Syria offensive: Turkey, Russia strike deal over Kurds

Turkey and Russia have agreed what they called a "historic" deal aimed at keeping Kurdish forces away from Syria's border with Turkey, a development that gives Turkey effective control of Syria’s border areas captured in the recent offensive.

Turkey has seized a 120km-long strip of land between the towns of Ras al-Ain to Tal Abyad to create a "safe zone" to resettle up to two million refugees currently in Turkey. Turkish-backed Syrian rebels  are now in control of the border town of Tal Abyad.
The deal between Vladimir Putin and Recep Tayyip Erdogan, who have backed opposing sides in Syria's civil war, was facilitated by the Turkish invasion of Syria after the US announced a sudden and unexpected withdrawal. 

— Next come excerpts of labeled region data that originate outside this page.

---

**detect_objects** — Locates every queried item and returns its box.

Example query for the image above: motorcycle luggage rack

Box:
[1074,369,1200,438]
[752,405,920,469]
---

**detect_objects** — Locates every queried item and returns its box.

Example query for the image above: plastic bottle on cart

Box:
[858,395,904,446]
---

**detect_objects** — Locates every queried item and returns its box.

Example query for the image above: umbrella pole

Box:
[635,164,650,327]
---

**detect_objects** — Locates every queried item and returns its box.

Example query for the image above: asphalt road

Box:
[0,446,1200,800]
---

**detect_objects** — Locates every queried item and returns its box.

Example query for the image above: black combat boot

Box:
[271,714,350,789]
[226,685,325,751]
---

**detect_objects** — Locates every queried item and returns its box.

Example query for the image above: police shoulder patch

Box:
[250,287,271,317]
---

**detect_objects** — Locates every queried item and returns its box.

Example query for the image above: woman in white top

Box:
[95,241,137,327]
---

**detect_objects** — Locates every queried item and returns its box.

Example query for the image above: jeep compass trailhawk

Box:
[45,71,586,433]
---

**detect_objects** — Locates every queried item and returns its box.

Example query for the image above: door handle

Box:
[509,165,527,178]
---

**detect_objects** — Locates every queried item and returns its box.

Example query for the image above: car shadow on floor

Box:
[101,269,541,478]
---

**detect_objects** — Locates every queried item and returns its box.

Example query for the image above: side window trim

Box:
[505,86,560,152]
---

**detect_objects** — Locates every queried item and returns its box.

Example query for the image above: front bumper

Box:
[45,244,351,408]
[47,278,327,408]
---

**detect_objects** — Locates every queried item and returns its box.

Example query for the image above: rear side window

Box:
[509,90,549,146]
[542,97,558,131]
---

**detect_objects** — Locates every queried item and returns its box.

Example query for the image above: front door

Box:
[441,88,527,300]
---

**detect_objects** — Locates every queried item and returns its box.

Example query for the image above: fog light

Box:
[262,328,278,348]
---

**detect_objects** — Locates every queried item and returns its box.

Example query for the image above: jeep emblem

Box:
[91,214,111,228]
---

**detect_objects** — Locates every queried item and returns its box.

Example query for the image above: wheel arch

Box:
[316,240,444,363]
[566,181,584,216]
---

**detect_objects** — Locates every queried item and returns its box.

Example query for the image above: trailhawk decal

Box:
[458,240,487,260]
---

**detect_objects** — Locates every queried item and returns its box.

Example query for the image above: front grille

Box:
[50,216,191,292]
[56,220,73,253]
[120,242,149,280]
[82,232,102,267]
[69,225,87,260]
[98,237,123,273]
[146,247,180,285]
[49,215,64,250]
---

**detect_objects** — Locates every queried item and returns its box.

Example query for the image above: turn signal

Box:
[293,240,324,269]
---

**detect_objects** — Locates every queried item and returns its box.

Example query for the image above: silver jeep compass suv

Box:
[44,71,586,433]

This means Turkey retaining control over areas gained at the expense of the Kurds while for Russia its forces alongside Syria's will oversee the rest.
Russia, an ally of Syria's Bashar al-Assad will now conduct joint patrols on the border along with Turkish forces.
The deal seems to have effectively ended Turkish offensive in Syria. Turkey said there was no need to re-launch its offensive, which was on hold due to a ceasefire, as Kurdish fighters had withdrawn from the Turkish "safe zone".
Russia has agreed to allow Turkey's operation, removing the risk of conflict between the two sides. The statement from Russia and Turkey says that Kurdish forces "will be removed" from the towns of Manbij and Tal Rifat - both of which lie outside the operation area.
The Kurds have been given another 150 hours to withdraw to a depth of 32km (20 miles) from the border. Kurdish militias have yet to indicate whether they will agree to those demands.
Under the plan, Russia will conduct joint patrols with Turkey in parts of northern Syria to ensure that Kurdish forces do not return to areas close to Syria's border with Turkey. They will begin on Wednesday.
Joint Russian and Syrian patrols in areas where Turkish forces do not operate will also begin on Wednesday.
The announcement came after talks between Russian President Vladimir Putin and Turkish President Tayyip Erdogan
Assad thanked President Putin and "expressed his full support for the results of the work as well as the readiness of the Syrian border guards, together with the Russian military police, to reach the Syrian-Turkish border," the Kremlin said.
Russia had earlier stationed troops near the border over concerns that Syria's territory was being encroached upon by a foreign power.
The UN says more than 176,000 people, including almost 80,000 children, have been displaced in the past two weeks in north-east Syria, which is home to some three million people.
Some 120 civilians have been killed in the battle, along with 259 Kurdish fighters, 196 Turkish-backed Syrian rebels and seven Turkish soldiers, according to the Syrian Observatory for Human Rights (SOHR), a UK-based monitoring group.
Twenty civilians have also been killed in attacks by the YPG on Turkish territory, Turkish officials say.